Wyświetl Pojedyńczy Post
Stary 27-06-2007, 22:22   #31
Arango
Banned
 
Reputacja: 1 Arango jest na bardzo dobrej drodzeArango jest na bardzo dobrej drodzeArango jest na bardzo dobrej drodzeArango jest na bardzo dobrej drodzeArango jest na bardzo dobrej drodzeArango jest na bardzo dobrej drodzeArango jest na bardzo dobrej drodzeArango jest na bardzo dobrej drodzeArango jest na bardzo dobrej drodze
Była to pracowita dla niego godzina.

Musiał wypisać prośbę o urlopowanie ze względu na stan zdrowia, odbyć krótką, acz owocną rozmowę ze zbrojmistrzem kompanii, nakłaść po gębie pachołkowi w stajni, ot tak dla utrwalenia, że pana sierżanta Selkirka trzeba szanować.

Nieco czasu zmitrężył w "Oku Pawia" ulubionym burdelu kompanii, gdzie usiłował rozmówić się ze swym zastępcą Rufusem. Ten jednak, ani myślał porzucić dzban wina i panienkę z którą akurat baraszkował. Ponieważ próby perswazji nie przyniosły rezultatu panowie zamiast zdać się na siłę argumentów, postanowili użyć argumentu siły. W rezultacie dyskusji, która nastąpiła Selkirk zyskał siniak na nieogolonym policzku, Rufus bezpłatną kąpiel w korycie do pojenia koni (nota bene pierwszą chyba od początku roku), a burdel straty w sprzęcie na około 50 sztuk złota.

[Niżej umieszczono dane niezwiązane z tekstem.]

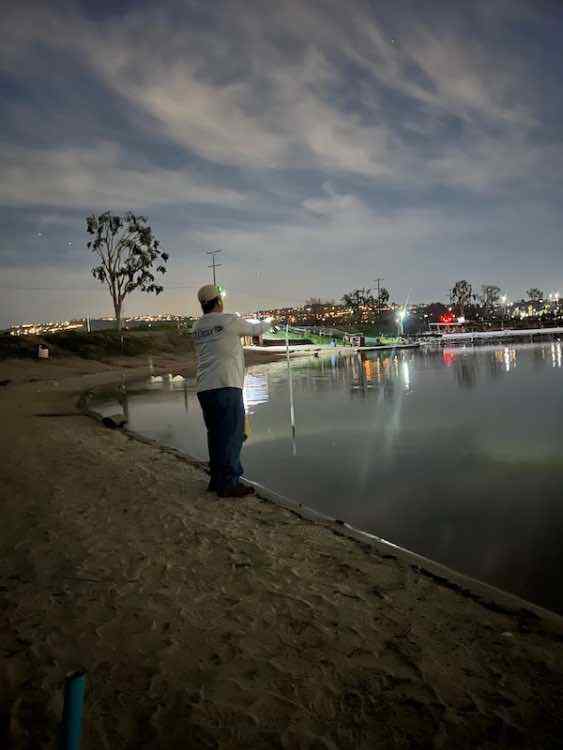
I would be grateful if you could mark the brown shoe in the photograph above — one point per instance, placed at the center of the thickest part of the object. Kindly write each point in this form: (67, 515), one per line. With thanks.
(239, 490)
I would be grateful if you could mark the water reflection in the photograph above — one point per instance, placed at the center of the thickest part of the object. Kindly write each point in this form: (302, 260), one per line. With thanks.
(456, 453)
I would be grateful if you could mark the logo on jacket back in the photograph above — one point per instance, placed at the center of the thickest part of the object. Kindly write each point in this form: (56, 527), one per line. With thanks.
(203, 333)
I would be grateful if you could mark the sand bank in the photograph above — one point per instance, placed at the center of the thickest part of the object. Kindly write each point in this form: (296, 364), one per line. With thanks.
(214, 624)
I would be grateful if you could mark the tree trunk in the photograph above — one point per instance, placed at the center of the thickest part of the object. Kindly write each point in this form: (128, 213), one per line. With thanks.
(117, 310)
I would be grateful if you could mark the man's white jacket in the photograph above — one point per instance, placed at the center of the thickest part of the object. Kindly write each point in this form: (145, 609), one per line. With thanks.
(220, 357)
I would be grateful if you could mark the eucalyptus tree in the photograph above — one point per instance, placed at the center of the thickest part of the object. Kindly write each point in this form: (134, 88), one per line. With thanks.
(461, 295)
(535, 294)
(490, 296)
(129, 256)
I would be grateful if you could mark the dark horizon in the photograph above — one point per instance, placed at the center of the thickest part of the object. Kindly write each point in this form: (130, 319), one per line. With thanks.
(319, 147)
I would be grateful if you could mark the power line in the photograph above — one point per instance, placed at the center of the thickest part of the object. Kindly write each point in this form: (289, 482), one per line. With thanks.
(214, 265)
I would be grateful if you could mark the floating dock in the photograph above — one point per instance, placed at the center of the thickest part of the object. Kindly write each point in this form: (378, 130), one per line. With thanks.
(386, 347)
(507, 333)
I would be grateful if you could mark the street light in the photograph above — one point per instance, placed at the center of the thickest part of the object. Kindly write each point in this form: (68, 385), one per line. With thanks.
(401, 315)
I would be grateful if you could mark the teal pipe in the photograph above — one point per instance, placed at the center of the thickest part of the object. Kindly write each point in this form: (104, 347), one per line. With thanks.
(71, 728)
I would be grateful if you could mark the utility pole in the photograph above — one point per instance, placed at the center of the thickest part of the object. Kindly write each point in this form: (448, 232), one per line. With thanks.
(214, 265)
(378, 282)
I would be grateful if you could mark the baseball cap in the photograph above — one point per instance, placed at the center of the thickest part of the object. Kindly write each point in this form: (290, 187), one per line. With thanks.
(209, 292)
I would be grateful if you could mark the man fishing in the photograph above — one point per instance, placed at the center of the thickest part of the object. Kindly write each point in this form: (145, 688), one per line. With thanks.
(220, 378)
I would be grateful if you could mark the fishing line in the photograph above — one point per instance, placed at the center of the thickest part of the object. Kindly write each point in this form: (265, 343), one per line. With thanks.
(291, 402)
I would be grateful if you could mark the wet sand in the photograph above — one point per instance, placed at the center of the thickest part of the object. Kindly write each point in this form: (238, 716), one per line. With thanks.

Koniec końców panowie jednak rozmówili się i rozstali przyjaznie, wszak emocje i interes nie idą z sobą w parze.

Powrócił wtedy do koszar, skąd zabrał swego konia, na muła zaś załadował juki w których znalazły się : kusza i 30 bełtów do niej, "zestaw kawalerzysty" czyli pakunek zawierający to co szanujacy się jezdziec może potrzebować, od grubych igieł po parę podków, żelazne racje na 12 dni, zapasową hubkę i krzesiwo, dwa grube koce, flaszkę lekko rozrobionego spirytusu (w zależności od potrzeb używano go jako lekarstwa lub polewano nim mokre drzewo by rozpalić ognisko), dwie spore flasze wina, linę, haki i dwa spore worki obroku dla konia.
No i ponieważ był człowiekiem sumiennym obił pachołkowi gębę z drugiej strony, aby chłopiec nie zapomniał o panu sierżancie Selkirku.

Lekko zdyszany po godzinie pukał powtórnie do drzwi lorda Prestona. Otworzył mu ten sam służący co przedtem.
 

Ostatnio edytowane przez Arango : 30-06-2007 o 00:11.